The Sixth Crusade
In 1461, a respected official of the Spanish government was accused of practicing magic and was brought before the Inquisition. The prisoner confounded the four Inquisitors, resisting their attempts at exorcism, demonstrating inhuman endurance, and speaking in ancient languages to confuse them. After days of arduous proceedings, two of the four Inquisitors collapsed from exhaustion. The third Inquisitor fell prey to a strange malady after the prisoner asked to speak with him privately so that he could confess his sins. When other Inquisitors returned, they found the interrogator babbling about the "Fell Spirits" while the prisoner laughed.

Learned bishops and high-ranking Inquisitors came to examine the man and were equally frustrated by his openly hostile and resilient attitude. Though these Inquisitors were no closer to exorcising the prisoner's demon, he spoke proudly of ages past, when the Fell Spirits were known as demons to many of the old religions. To the Hindus, they were known as the terrible Daityas; to the Persians, the Daevas; Buddhists knew them as the hungry Pretas; the Hebrews called one of the Fell Spirits Asmodeous, and the Christians feared Lucifer above all else.

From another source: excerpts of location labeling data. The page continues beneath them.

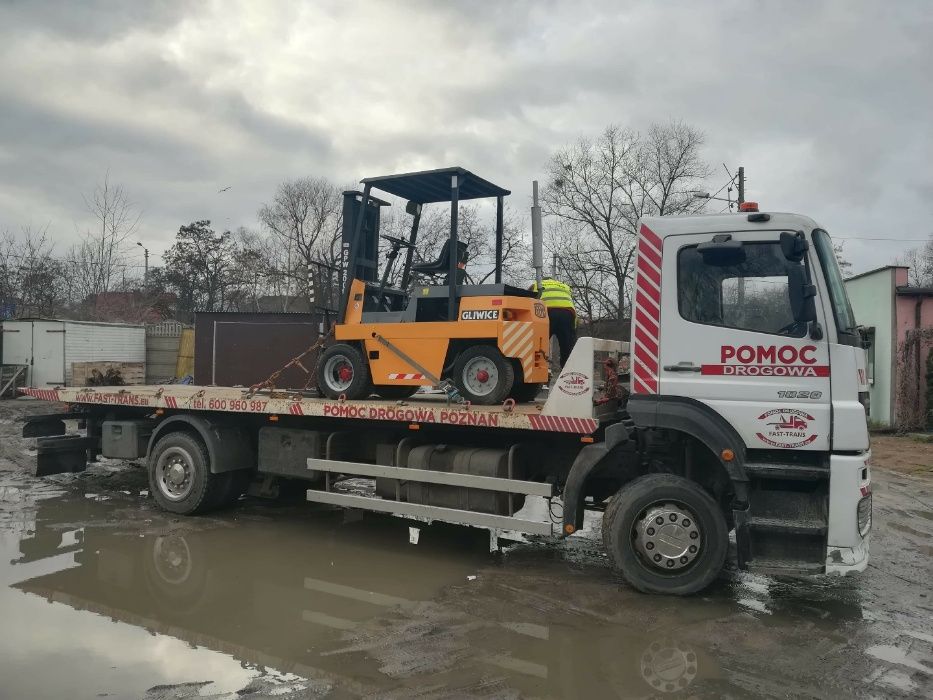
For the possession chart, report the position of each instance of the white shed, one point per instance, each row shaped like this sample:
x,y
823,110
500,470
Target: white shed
x,y
51,348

Although the official record of the final interrogation with the first Fell Spirit has never been released, it is widely believed that the Grand Inquisitor visited the Fell Spirit and concluded the interrogation. Some historians have recorded that Torquemada summoned and bound a divine spirit, one who had opposed the Fell Spirit on many occasions in the past. According to these historians, Torquemada did not emerge from the chambers for several days, but eventually succeeded with the exorcism. It is rumored that Torquemada imprisoned the Fell Spirit deep within the chambers of the Inquisition so that its evil could not corrupt others again.

Word of the incident with the Fell Spirit spread quickly. It was widely believed that demonic forces had infiltrated the governments of other kingdoms.

The Inquisition initiated a widespread campaign to ferret out others in positions of power who were possessed by the Fell Spirits. The resulting hysteria crippled the capitals of Europe, as the Inquisition restricted travel and trade between cities. Communities turned on each other, and hundreds, possibly thousands, of innocents found themselves facing the harsh interrogations of the Inquisition.

In 1463, the Inquisition sent representatives to London to ensure the sanctity of the English monarchy. When the Inquisitors requested an audience with Queen Elizabeth, they were allowed to meet her in the presence of her honor guard. While exact details of the encounter are not known, it is evident that the Inquisitors attempted to interrogate the queen. Offended, Elizabeth had the Inquisitors put to death. The incident severely damaged relations between England and the Inquisition, and the two nearly went to war. However, in 1464, diplomacy prevailed and an unsteady truce ensued.

By this time, the Inquisition had also started to curtail the search for more Fell Spirits. Though many dark creatures were found hiding in the shadows of the cities of men, they could find no evidence of any other dreaded Fell Spirits infiltrating the governments of Europe. The crusade's success could be measured only by the hysteria it induced and the innocents who suffered.

Though the crusade against the Fell Spirits ended, the relations between England the Inquisition had suffered irreparable damage. Both the English and Spanish nations built up their navies to protect their trade routes and overseas interests. Over the years, occasional skirmishes flared up, slowly fueling the fires of discontent on both sides. In the 15th century, Spain sent out navigators to explore the seas and search for new trade routes. One such explorer, Christopher Columbus, set sail in August 1492 and barely survived a harrowing voyage across the treacherous Atlantic Ocean. He sailed along the north coast of Hispaniola and returned to Spain in 1493, telling the king about the wealthy and powerful tribes of the New World.

Impressed with his discovery, King Ferdinand funded a second voyage in 1493, granting Columbus a small army to establish a settlement in the New World. Blown off course by terrible storms, Columbus' fleet finally landed in North America. Columbus ordered his army to clear a swath of overgrown jungle to create a settlement for Spain, La Isabela. Two weeks later, indigenous tribes, riding monstrous reptilian mounts, attacked and butchered the colonists, killing Columbus and most of his troops. The few survivors of the expedition sailed back to Spain in 1494, and spoke of the horrors.